England have had a poor record in World Cup matches against Norway, winning only one of their four qualifying games for the 1982 and 1994 finals and losing twice, so I write this with trepidation, not knowing how last night’s quarter-final went. Did it end with them singing “fotball kommer hjem” in Tromsø or can we adapt Bjørge Lillelien’s famous commentary when Norway won in 1981 and cry: “Roald Amundsen, Edvard Munch, Morten Harket, Henrik Ibsen, Monty Python’s parrot… your boys took a hell of a beating”? Anyway, if England lost, remember that Erling Haaland was born in Leeds. He’s essentially a tall Alan Bennett.
With six European nations in the quarter-finals, there is a good chance of it being an all-UEFA final next Sunday, like nine of the previous ones. The first semi-final is on Tuesday in Arlington (ITV1, 8pm), while England or Norway will play Argentina or Switzerland in Atlanta on Wednesday (BBC One, 8pm). At least the matches are all at helpful hours from now.
If you struggle in a heatwave, Wimbledon fortnight will have been hell this year. Oh for those happy, soggy days in 1991, when the Championships had 118 rain delays, leading to play being arranged on the middle Sunday for the first time. In 2022 they scrapped that traditional day off, which has left the second week feeling a bit threadbare. It concludes today with the men’s singles final (BBC One, 4pm).
Another summer sport affected by weather is the Open Championship, which this year is at Royal Birkdale. When last held there in 2017, the sun shone and Jordan Spieth won with a score of 12 under par. Nine years earlier, the wind roared, making the course’s Art Deco clubhouse look like a beached ocean liner, and 12 over par was enough to claim seventh place, nine strokes behind the winner, Pádraig Harrington. It would be a surprise if Spieth, now ranked outside the top 50, defends his Birkdale crown. For the Southport fans, there would be no more popular winner than local hero and world No 9 Tommy Fleetwood (starts on Thursday, Sky Sports Golf, 7am).

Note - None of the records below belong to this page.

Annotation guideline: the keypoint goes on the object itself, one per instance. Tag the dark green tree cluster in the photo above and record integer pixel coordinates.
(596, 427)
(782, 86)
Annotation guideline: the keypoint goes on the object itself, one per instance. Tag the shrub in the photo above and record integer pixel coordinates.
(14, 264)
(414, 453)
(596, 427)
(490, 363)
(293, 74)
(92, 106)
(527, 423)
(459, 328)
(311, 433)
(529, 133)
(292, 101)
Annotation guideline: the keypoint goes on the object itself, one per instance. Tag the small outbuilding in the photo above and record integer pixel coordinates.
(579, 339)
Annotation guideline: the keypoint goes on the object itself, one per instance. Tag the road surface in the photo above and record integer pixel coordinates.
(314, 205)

Women’s Test matches are a rarity and ones at Lord’s were unknown until Friday. There have been 150 men’s Tests at the ground - but only three more for women in total around the world since the first in 1934. It wasn’t long ago that England’s women played Tests at places like Guildford, Blackpool and Wetherby. Finally allowed to walk through the Long Room, where until 1999, the Queen was the only woman permitted, let’s hope the Test with India is a great one (day three, today, Sky Sports Cricket, 11am).

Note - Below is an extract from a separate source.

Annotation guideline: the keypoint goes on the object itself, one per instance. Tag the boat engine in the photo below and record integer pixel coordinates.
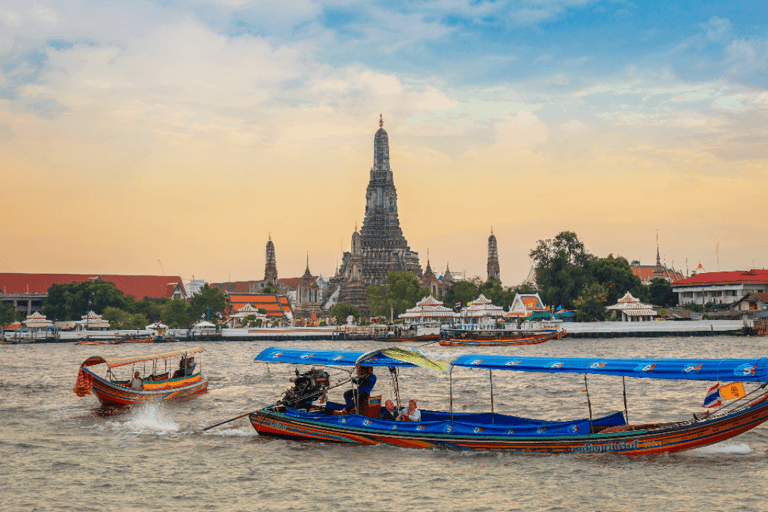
(307, 387)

The Tour de France left the Pyrenees on Friday and has a fairly gentle series of stages broken by a tough one on Bastille Day (Tuesday, TNT Sports 1, 12.10pm). The course in the Massif Central, starting from Aurillac, has seven climbs, two in category one. Last time a stage finished at Le Lioran, Tadej Pogačar made a long-range solo attack but was ultimately reeled back in by Jonas Vingegaard, who outsprinted him to the line. As the Tour hits its halfway point, the stage could again be crucial for the yellow jersey’s main rivals.